Wednesday, March 25, 2009

Holes in My Education

Bought spackle yesterday. Seems that when Closet Factory installs all them organizey bars in your closet, they have to rip out that single wooden bar running straight across. And patching the holes and repainting is just not part of their job description.

I don't care a whole lot about the paint color on the inside of my closet, but i figure I should spackle up the holes. Besides, it'll be good practice for future spackling.

As it happens, I've never spackled. Total spackle-free past.

It dawns that I've never even had an opportunity to learn to spackle. Schools taught me cooking and sewing; they taught me to drive and gave me a "Personal Development" course in which I was taught how to write a check (and how to be asked out on a date). Had I chosen, I could have taken Wood Shop, Metal Shop, Plastics Shop, or Auto Shop. But nowhere in there did anyone offer a course on Basic Home Repairs.
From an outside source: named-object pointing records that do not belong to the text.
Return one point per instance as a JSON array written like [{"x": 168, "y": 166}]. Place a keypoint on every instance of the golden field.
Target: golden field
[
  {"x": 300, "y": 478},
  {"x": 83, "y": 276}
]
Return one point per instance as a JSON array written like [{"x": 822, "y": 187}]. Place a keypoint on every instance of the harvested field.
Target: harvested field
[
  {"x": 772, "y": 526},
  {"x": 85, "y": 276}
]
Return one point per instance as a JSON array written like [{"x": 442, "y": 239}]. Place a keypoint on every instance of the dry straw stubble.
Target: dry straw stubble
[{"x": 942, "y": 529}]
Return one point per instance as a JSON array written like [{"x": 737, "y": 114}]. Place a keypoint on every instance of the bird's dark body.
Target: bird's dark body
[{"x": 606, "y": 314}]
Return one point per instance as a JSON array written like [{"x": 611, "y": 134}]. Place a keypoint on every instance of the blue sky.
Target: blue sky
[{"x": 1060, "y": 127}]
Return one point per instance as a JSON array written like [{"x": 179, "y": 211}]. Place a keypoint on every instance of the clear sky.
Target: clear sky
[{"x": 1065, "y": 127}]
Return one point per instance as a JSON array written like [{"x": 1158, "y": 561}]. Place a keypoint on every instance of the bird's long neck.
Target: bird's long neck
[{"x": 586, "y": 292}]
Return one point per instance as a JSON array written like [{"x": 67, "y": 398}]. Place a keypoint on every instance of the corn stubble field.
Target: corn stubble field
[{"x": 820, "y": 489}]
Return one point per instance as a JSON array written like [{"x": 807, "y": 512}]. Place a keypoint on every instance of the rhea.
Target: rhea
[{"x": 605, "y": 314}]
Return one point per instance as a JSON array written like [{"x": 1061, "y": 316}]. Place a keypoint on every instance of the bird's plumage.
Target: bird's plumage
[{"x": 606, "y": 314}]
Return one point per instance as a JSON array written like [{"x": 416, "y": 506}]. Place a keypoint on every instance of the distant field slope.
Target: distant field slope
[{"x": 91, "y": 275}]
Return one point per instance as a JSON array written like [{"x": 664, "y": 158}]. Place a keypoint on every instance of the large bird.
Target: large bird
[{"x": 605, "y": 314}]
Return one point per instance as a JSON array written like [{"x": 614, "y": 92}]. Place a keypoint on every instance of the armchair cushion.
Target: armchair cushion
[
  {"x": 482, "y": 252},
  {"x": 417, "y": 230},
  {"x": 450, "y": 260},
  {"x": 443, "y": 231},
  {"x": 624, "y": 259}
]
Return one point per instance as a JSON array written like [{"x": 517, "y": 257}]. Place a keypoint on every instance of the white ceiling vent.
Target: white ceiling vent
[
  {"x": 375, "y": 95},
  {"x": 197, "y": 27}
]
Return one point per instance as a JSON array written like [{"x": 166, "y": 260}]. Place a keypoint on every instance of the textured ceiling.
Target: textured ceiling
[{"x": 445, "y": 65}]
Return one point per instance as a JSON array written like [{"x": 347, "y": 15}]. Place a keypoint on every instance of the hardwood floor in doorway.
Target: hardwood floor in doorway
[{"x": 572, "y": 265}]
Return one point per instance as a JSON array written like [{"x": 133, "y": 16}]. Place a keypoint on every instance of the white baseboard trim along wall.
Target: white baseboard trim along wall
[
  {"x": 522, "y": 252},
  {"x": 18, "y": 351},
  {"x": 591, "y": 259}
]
You'd think it would come up. I mean, I consider the ability to spackle a hole and paint a wall to be rather more useful than to, say, build a birdhouse in Wood Shop (or, I'm told, a bong in Plastics). But school thought it was important enough to teach me how to hem a skirt, scramble an egg, make a 3-point turn, and pay a bill -- life skills all, truly -- but patch a hole, install a smoke detector (or, apparently, change a face plate on a phone jack) are things the education system thought I'd just pick up along the way.

It dawns that maybe when they're busy teaching me how to politely reject an offer for a date, it would do them well to teach me how to do basic home repairs (since, you know, having rejected the date, I won't be able to rely on some man to do them).